As the plastically deformable material, an alkoxy acrylate UV curable resin which is a hydrophilic UV curable resin is used. Specifically, Irgacure 500 (Ciba Specialty Chemicals Co., Ltd.) comprising 1-hydroxy-cyclohexyl phenyl ketone and benzophenone as a reaction initiator using polyethylene glycol diacrylate having a high affinity with water: PEG400DA (manufactured by Daicel Cytec). Manufactured) (3 wt%) was used. Here, the surface tension of the alkoxy acrylate liquid is lowered by adding (0.5 wt%) hydrocarbon acrylate-perfluorocarbon acrylate copolymer: F-top EF802 (manufactured by Gemco) into the PEG 400DA liquid. This uncured liquid is applied using a slit coater to form an alkoxy acrylate film on the mold substrate. A substrate such as a film with a transparent conductive film is placed thereon, and the pressure is reduced to expand the air. When a certain degree of vacuum is reached and a cell having a desired shape is formed, the alkoxy acrylate film on which the hollow layer (cell) is formed is irradiated with ultraviolet rays to cure the alkoxy acrylate ultraviolet curable resin.

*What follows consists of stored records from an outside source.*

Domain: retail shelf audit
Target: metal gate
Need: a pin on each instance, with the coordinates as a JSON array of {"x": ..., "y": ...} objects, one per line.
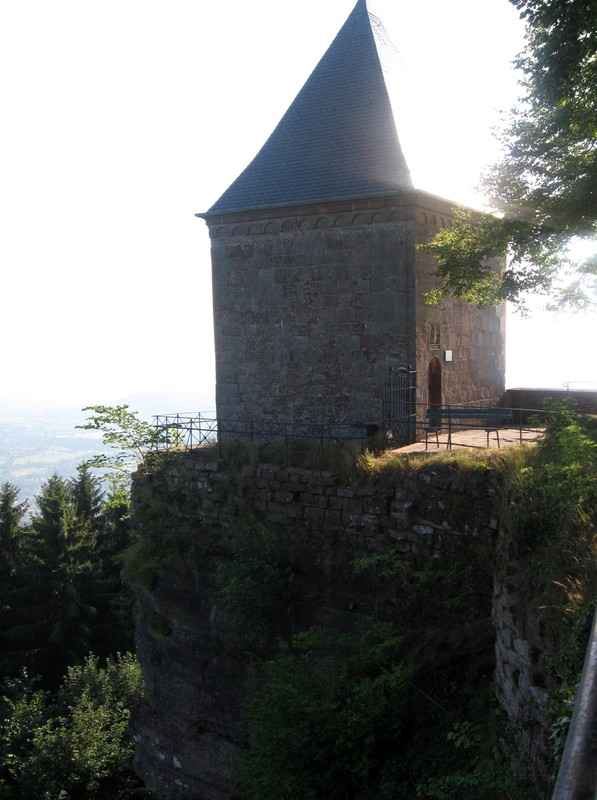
[{"x": 399, "y": 408}]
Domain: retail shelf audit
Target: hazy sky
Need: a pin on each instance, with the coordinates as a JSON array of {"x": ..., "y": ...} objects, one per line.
[{"x": 122, "y": 118}]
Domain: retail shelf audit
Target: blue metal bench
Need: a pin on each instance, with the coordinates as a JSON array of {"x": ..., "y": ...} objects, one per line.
[{"x": 489, "y": 419}]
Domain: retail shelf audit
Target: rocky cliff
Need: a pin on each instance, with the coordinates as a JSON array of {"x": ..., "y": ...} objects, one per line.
[{"x": 231, "y": 559}]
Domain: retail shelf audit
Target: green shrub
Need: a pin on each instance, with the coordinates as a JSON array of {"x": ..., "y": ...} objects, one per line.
[
  {"x": 77, "y": 745},
  {"x": 327, "y": 719}
]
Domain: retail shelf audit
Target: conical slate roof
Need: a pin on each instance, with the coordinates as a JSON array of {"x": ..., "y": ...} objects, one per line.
[{"x": 338, "y": 139}]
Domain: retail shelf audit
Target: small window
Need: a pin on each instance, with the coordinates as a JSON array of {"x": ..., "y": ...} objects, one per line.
[{"x": 434, "y": 337}]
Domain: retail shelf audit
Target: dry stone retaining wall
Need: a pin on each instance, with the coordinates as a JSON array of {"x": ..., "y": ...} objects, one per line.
[{"x": 195, "y": 661}]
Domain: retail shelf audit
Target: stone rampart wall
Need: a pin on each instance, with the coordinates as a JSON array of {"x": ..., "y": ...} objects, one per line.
[{"x": 195, "y": 660}]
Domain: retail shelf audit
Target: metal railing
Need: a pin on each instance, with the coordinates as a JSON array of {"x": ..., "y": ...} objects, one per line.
[
  {"x": 577, "y": 776},
  {"x": 188, "y": 431},
  {"x": 309, "y": 440}
]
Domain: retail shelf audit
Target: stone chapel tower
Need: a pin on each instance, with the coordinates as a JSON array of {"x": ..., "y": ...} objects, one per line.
[{"x": 317, "y": 283}]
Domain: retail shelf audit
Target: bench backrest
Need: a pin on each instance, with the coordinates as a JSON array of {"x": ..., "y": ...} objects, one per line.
[{"x": 454, "y": 412}]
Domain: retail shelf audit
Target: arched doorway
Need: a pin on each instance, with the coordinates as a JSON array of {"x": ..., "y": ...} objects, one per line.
[{"x": 434, "y": 383}]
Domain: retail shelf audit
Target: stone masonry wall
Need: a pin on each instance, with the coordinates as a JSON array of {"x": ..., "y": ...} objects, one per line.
[
  {"x": 310, "y": 311},
  {"x": 197, "y": 663},
  {"x": 475, "y": 337},
  {"x": 314, "y": 305}
]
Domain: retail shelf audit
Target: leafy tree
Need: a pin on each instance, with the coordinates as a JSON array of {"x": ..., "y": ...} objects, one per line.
[
  {"x": 131, "y": 437},
  {"x": 544, "y": 188},
  {"x": 328, "y": 719},
  {"x": 75, "y": 745}
]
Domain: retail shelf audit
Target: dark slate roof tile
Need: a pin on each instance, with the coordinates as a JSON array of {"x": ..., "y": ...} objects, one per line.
[{"x": 338, "y": 139}]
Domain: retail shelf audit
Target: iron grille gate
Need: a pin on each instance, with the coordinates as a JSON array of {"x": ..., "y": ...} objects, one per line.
[{"x": 399, "y": 408}]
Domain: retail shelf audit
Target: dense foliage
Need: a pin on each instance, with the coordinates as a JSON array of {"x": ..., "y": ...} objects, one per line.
[
  {"x": 75, "y": 743},
  {"x": 65, "y": 617},
  {"x": 544, "y": 188},
  {"x": 555, "y": 527}
]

  When alkoxy acrylate is used as a plastically deformable material, the wall thickness h of each cell is 0.01 to 5 μm, the opening wall thickness i is 0.01 to 1 μm, and the intersection between the wall of each cell and the wall of the opening A honeycomb structure having a radius of curvature j of 0.1 to 5 μm and an opening m of 140 μm can be manufactured (see FIG. 6). At the same time, bonding with a mating substrate such as a film with a transparent conductive film is performed. Since the bonding with the mating substrate is simultaneously performed, the number of processes is small, and there is an effect that the cost for equipment cost and processing time can be reduced.

(Comparative example)
Water-soluble resin (aqueous solution) As a plastically deformable material, gelatin which is a water-soluble resin is used. Gelatin is dissolved in water to about 5-30 wt%. Using this solution, a gelatin film is formed on the mold substrate using a slit coater. This is decompressed and air is expanded. Residual moisture in the gelatin is evaporated in a vacuum, dried and solidified (see FIG. 3). In addition to gelatin, polyurethane (Dainippon Ink Industries Hydran WLS-201), polyvinyl alcohol (Kuraray Poval PVA117), and the like can be used as the plastically deformable material.

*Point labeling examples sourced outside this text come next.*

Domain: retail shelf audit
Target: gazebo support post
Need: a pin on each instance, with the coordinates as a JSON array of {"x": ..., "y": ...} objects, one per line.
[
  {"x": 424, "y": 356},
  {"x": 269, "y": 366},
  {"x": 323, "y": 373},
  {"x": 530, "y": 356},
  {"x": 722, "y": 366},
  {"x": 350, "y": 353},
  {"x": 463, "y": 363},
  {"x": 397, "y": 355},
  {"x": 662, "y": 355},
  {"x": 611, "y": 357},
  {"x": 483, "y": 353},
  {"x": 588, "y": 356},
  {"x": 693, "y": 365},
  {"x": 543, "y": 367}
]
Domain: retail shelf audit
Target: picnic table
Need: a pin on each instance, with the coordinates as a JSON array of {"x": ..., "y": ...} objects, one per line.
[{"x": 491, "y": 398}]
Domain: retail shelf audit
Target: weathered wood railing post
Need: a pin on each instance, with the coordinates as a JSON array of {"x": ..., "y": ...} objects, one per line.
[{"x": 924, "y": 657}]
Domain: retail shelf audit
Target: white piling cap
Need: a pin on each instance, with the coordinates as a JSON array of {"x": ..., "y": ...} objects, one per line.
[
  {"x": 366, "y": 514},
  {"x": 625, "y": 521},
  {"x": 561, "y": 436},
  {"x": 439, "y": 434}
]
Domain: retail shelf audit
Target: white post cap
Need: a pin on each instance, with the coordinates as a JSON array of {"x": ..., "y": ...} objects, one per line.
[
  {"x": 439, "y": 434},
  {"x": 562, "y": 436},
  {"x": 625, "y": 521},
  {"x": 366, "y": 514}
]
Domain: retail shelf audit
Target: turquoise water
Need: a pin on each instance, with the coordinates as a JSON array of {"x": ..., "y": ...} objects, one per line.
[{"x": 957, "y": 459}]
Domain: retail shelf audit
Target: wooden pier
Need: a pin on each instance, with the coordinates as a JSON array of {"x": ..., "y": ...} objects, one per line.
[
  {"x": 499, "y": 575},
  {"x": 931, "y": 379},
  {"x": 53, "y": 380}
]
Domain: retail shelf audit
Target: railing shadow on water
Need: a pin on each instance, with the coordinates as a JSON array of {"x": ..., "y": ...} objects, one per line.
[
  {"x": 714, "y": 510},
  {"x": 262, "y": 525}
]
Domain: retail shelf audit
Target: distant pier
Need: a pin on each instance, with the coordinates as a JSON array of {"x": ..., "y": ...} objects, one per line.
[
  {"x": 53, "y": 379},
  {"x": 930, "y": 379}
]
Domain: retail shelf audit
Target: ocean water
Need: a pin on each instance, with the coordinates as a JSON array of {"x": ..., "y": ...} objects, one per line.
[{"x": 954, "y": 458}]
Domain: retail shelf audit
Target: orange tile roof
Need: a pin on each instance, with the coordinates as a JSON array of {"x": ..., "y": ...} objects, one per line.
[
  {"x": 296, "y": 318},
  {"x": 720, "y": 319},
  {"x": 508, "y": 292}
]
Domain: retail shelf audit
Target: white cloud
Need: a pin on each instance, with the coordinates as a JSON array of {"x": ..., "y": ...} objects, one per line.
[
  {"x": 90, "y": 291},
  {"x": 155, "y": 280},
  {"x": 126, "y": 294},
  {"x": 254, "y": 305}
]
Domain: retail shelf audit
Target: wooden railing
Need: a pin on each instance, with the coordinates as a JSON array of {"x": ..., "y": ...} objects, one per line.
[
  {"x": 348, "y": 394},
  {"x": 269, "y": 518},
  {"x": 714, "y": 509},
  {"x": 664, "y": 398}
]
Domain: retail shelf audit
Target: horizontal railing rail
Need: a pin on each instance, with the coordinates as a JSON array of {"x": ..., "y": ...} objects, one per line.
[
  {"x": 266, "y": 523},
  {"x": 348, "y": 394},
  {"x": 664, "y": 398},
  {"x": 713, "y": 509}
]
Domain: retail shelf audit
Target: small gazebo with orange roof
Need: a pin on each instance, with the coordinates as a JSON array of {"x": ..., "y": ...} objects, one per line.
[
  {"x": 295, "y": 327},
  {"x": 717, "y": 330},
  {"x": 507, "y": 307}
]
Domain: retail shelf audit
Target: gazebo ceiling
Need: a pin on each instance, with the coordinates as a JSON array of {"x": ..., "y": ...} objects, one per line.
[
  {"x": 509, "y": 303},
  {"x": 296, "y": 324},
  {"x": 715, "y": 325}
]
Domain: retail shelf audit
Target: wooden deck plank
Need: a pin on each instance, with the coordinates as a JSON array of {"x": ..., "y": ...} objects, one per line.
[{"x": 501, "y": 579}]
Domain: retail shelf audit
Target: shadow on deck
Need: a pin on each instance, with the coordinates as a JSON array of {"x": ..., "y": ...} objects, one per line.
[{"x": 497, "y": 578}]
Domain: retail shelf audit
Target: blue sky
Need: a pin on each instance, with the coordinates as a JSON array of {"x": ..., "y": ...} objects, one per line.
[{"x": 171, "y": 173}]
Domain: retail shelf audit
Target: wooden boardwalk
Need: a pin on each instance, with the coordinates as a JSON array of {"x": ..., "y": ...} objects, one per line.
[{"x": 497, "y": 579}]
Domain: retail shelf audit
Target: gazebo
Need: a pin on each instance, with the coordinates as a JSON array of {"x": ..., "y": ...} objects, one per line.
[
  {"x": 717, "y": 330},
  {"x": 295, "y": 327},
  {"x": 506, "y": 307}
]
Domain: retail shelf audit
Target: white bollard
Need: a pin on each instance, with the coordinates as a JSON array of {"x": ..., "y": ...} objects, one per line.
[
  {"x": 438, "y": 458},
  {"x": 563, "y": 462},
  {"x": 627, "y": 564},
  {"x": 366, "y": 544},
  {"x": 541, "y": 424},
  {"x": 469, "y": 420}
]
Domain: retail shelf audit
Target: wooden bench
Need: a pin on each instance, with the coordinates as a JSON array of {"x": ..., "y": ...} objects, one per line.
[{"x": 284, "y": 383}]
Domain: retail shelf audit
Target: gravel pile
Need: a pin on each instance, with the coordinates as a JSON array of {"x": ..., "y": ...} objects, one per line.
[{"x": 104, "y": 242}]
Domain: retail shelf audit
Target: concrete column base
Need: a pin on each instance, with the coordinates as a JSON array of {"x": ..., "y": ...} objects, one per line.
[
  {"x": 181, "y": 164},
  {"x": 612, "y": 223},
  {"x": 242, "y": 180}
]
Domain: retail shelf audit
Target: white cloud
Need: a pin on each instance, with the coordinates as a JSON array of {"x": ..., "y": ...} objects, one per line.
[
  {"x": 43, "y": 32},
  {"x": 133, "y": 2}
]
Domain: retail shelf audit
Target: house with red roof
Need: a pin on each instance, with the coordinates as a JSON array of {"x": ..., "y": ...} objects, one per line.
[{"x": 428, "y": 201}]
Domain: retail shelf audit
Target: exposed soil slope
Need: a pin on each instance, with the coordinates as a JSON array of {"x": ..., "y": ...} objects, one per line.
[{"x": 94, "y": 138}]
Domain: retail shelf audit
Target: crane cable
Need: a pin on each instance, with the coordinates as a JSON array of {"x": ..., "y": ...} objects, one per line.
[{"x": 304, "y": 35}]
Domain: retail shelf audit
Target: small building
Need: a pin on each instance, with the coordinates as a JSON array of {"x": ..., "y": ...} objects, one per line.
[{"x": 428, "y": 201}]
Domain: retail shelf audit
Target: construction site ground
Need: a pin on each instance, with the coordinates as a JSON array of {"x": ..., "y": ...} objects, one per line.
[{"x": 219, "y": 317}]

  When gelatin is used as a plastically deformable material, the wall thickness h of each cell shown in FIG. 6 is 0.01 to 5 μm, and the opening and the wall thickness i (ceiling portion) opposite to the opening are 0.01 to 2 μm (center). A honeycomb structure having a radius of curvature j of 0.1 to 20 μm and an opening m of 140 μm at the intersection between each cell wall and the opening or the wall (ceiling) opposite to the cell can be produced. However, it takes time to evaporate residual moisture in the gelatin, and to dry and solidify it. Moreover, since there is a drying step, a honeycomb structure integrated with a substrate such as a film with a transparent conductive film cannot be produced.

(Comparative Example 2)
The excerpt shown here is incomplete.